Oops, too much yacc/bison in mind: that should read LR(1), not
LALR(1).
 
R

Richard Heathfield

CBFalconer said:
Use parentheses when in doubt.

That isn't always sufficient. Sometimes you need to break up the statement.
Example:

j = i++ + i++; /* ambiguous and indeed undefined */

So don't write that. Replace it with:

j = i++;
j += i++;

(assuming that's what you meant, obviously).

--
Richard Heathfield
"Usenet is a strange place" - dmr 29/7/1999
http://www.cpax.org.uk
email: normal service will be restored as soon as possible. Please do not
adjust your email clients.
 
C

Chris Dollin

(That isn't /grammatically/ ambiguous, though. There's only
the one parse for it.)
But, is this ambiguous ?
j = (i++) + (i++);

It is exactly as ambiguous as the form without parentheses, and
means (or fails to mean) the same thing.

C doesn't have [1] syntactic ambiguities: if an expression is
grammatically correct, it's grammatically correct in just one
way. (That way might not have been the one you intended, or the
one the reader might expect, which is why judicious use of
parentheses can be helpful.)

But in `j = i++ + i++;` there's a more serious kind of
ambiguity: when do the three effects of the expression,
the assignment to `j` and two assignments to `i`, happen?
Well, there's two things to know.
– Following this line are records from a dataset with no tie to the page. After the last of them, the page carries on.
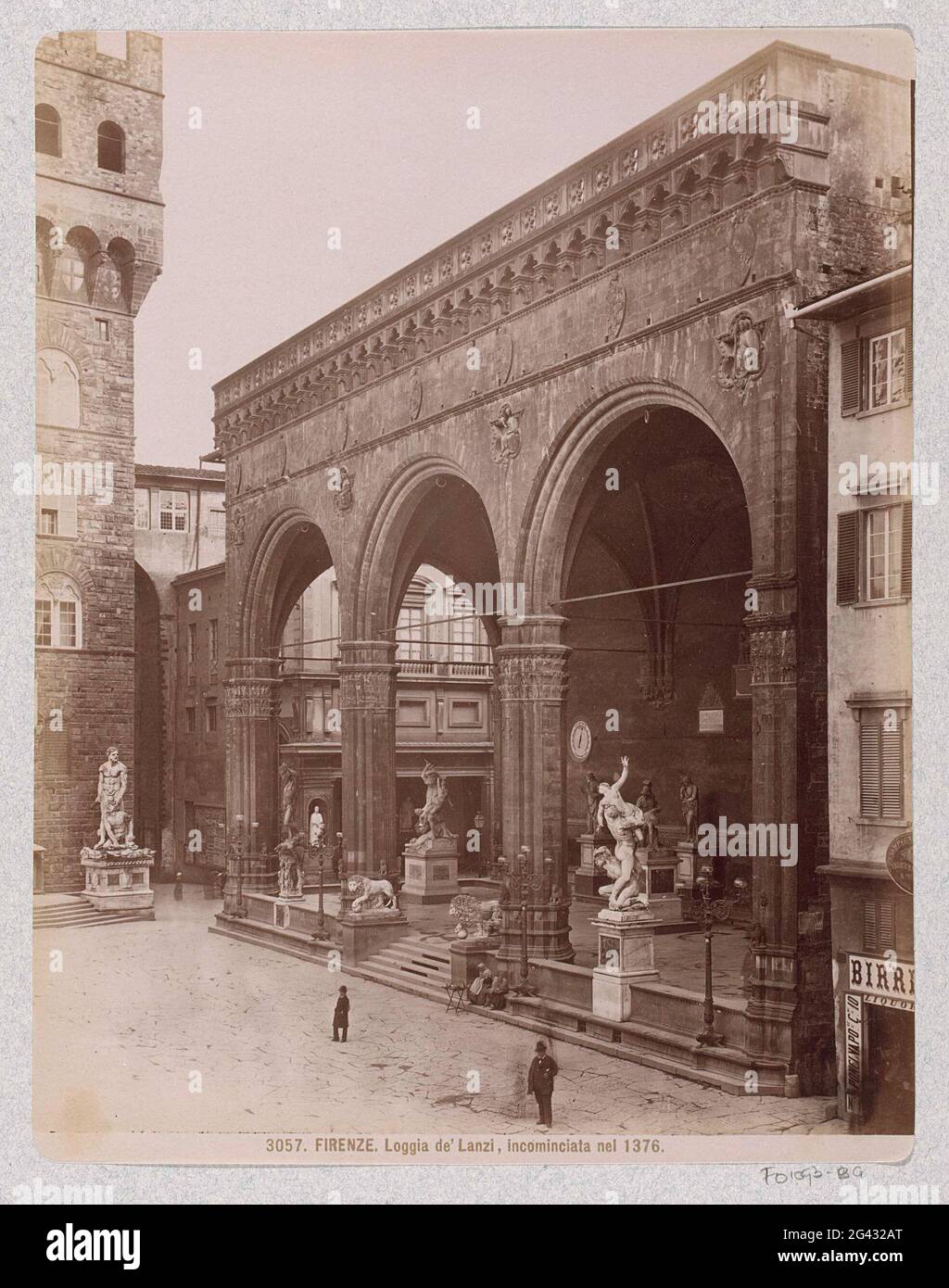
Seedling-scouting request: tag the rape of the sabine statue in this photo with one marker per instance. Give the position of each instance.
(430, 818)
(627, 825)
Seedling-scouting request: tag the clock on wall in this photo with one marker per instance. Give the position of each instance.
(581, 740)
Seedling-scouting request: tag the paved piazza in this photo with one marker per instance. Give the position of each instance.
(139, 1007)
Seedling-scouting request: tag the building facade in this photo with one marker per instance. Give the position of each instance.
(179, 528)
(98, 250)
(870, 495)
(638, 458)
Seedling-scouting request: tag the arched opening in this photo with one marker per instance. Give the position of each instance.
(111, 147)
(645, 550)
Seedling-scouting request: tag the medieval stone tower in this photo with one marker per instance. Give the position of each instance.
(98, 250)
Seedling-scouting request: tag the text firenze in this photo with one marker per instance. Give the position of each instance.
(748, 841)
(756, 118)
(71, 1244)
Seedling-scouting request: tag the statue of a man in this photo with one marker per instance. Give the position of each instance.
(317, 828)
(288, 779)
(113, 782)
(432, 825)
(690, 796)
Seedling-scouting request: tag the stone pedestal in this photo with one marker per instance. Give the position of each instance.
(688, 859)
(366, 933)
(433, 876)
(661, 869)
(625, 956)
(118, 878)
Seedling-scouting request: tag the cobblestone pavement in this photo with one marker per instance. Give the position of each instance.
(141, 1007)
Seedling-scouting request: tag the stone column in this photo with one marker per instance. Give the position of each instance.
(367, 697)
(251, 702)
(532, 684)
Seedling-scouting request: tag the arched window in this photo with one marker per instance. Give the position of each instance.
(57, 389)
(48, 131)
(111, 147)
(58, 612)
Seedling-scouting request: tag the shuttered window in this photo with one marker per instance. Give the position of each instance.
(881, 765)
(849, 557)
(879, 925)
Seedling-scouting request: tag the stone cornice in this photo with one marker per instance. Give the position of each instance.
(577, 200)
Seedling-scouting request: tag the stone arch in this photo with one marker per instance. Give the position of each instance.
(542, 554)
(272, 585)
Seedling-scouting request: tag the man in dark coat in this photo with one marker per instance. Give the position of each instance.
(340, 1016)
(539, 1082)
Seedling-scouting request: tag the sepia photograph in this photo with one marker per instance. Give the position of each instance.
(474, 496)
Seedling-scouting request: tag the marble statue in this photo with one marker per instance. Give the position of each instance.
(474, 917)
(690, 796)
(371, 895)
(113, 783)
(430, 818)
(290, 854)
(317, 828)
(651, 809)
(288, 782)
(627, 826)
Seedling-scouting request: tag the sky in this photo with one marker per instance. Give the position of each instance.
(366, 132)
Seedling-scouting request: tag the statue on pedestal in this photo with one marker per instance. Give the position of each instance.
(113, 783)
(290, 854)
(627, 825)
(288, 781)
(690, 796)
(432, 825)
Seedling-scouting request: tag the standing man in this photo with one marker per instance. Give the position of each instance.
(340, 1017)
(539, 1080)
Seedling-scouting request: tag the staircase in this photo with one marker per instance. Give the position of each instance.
(413, 964)
(75, 911)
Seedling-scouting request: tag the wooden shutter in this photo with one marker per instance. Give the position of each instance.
(892, 772)
(850, 377)
(849, 557)
(906, 550)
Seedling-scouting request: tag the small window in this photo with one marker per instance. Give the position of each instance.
(172, 511)
(58, 613)
(881, 764)
(48, 131)
(111, 147)
(143, 517)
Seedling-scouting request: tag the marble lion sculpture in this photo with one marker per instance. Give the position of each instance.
(474, 917)
(371, 894)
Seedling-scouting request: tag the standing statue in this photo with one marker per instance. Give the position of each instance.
(627, 826)
(288, 783)
(649, 805)
(590, 792)
(432, 825)
(690, 796)
(290, 854)
(113, 783)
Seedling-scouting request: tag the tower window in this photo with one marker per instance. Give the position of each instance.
(111, 147)
(48, 131)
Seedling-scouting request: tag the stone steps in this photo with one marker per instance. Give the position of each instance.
(78, 912)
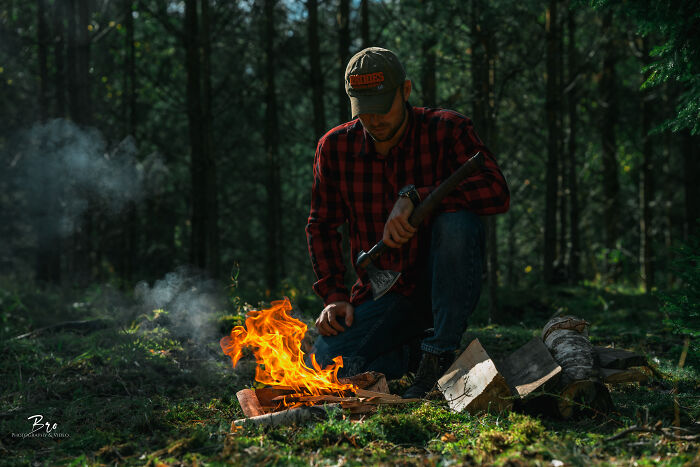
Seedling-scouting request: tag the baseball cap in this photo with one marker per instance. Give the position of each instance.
(371, 79)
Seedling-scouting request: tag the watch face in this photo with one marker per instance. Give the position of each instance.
(406, 190)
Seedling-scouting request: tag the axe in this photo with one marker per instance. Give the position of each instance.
(383, 280)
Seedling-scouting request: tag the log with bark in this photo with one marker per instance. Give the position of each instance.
(274, 406)
(580, 388)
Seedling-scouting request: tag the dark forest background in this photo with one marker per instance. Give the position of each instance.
(138, 136)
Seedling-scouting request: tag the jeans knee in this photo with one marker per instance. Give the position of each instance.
(459, 227)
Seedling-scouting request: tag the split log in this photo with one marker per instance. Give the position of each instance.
(249, 403)
(579, 387)
(530, 369)
(292, 416)
(370, 380)
(474, 384)
(618, 358)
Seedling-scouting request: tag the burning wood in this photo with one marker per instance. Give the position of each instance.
(295, 389)
(275, 338)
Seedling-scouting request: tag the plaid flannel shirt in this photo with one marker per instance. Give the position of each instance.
(355, 184)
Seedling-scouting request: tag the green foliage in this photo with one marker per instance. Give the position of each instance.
(682, 305)
(676, 59)
(136, 393)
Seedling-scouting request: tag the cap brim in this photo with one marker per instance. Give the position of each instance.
(372, 104)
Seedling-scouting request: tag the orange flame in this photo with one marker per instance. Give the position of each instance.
(276, 341)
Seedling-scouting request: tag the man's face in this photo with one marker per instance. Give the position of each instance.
(383, 127)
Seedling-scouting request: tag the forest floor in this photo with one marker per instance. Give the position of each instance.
(130, 389)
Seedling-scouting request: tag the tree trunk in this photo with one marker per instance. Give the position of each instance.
(646, 187)
(48, 260)
(428, 73)
(574, 263)
(691, 168)
(364, 13)
(563, 163)
(211, 182)
(42, 53)
(84, 115)
(71, 78)
(59, 51)
(316, 76)
(343, 57)
(129, 239)
(198, 239)
(483, 84)
(611, 185)
(274, 264)
(551, 107)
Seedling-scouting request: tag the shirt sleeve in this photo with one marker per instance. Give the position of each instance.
(485, 192)
(327, 214)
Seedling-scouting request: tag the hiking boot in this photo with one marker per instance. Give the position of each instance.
(432, 367)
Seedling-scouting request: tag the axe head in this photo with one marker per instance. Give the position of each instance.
(381, 280)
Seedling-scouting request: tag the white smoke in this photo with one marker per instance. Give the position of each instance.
(62, 169)
(190, 300)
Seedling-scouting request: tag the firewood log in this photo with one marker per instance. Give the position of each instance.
(579, 387)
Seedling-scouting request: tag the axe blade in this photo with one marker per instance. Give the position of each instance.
(381, 280)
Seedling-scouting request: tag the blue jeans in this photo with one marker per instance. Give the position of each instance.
(383, 330)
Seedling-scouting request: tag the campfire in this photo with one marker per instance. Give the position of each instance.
(275, 338)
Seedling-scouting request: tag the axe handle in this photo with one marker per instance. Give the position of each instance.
(427, 206)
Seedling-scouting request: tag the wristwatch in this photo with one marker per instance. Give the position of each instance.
(410, 192)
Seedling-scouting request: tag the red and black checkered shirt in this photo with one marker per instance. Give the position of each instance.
(355, 184)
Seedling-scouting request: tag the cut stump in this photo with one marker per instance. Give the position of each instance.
(530, 369)
(580, 389)
(474, 384)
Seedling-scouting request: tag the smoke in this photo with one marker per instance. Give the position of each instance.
(191, 300)
(59, 170)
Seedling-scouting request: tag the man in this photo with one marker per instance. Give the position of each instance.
(371, 172)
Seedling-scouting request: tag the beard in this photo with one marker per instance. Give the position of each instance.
(392, 132)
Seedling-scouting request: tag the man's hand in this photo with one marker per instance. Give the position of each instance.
(327, 322)
(397, 229)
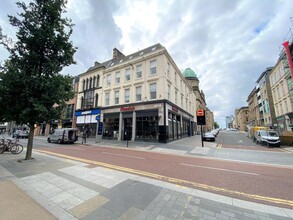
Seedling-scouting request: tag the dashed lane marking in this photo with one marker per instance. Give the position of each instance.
(175, 180)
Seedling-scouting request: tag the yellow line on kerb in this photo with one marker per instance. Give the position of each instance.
(174, 180)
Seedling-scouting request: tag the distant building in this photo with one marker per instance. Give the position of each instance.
(282, 90)
(141, 96)
(265, 100)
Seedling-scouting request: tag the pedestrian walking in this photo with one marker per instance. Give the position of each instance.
(83, 136)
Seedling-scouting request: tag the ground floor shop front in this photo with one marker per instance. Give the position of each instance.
(155, 122)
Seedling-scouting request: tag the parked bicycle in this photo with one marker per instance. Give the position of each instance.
(11, 146)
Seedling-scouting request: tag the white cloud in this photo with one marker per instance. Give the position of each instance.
(227, 43)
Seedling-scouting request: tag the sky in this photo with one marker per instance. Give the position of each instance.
(227, 43)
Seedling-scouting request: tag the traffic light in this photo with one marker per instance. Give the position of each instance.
(200, 116)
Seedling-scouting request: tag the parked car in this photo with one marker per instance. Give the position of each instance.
(268, 138)
(208, 136)
(63, 135)
(20, 134)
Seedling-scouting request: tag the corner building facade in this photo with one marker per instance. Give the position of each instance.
(142, 96)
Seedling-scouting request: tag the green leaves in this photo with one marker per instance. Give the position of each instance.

One is that C /does not
specify/ the order of evaluation of the components of
most expressions [2]: the left and right operands of `+`
can be evaluated in any order, and the implied assignment
in `E++` can happen at /any/ time in the expression evaluation.
The other thing to know is that it is /not allowed/ to
update the same variable twice in a single expression [3],
or to read a variable as well as updating it /except/ when
the reading is essential to the updating.

So `j = i++ + i++` is ambiguous, in the sense that you don't
know what order the increments happen in or when they happen,
and because it's so ambiguous, it's defined that it's /not/
defined what the effect is. Anything can happen, and it's
legal. (The C Standard doesn't even prohibit physically
impossible things from happening, although many implementations
have QoI requirements which prevent this. But /not/ the
DeathStation 2000.) Supposing `i` is initially `0`, after
`j = i++ + i++;`:

* i might be 2, or 1, or 0, or 17, or -1
* j might be 1, or 0, or 2, or 1066, or 1829.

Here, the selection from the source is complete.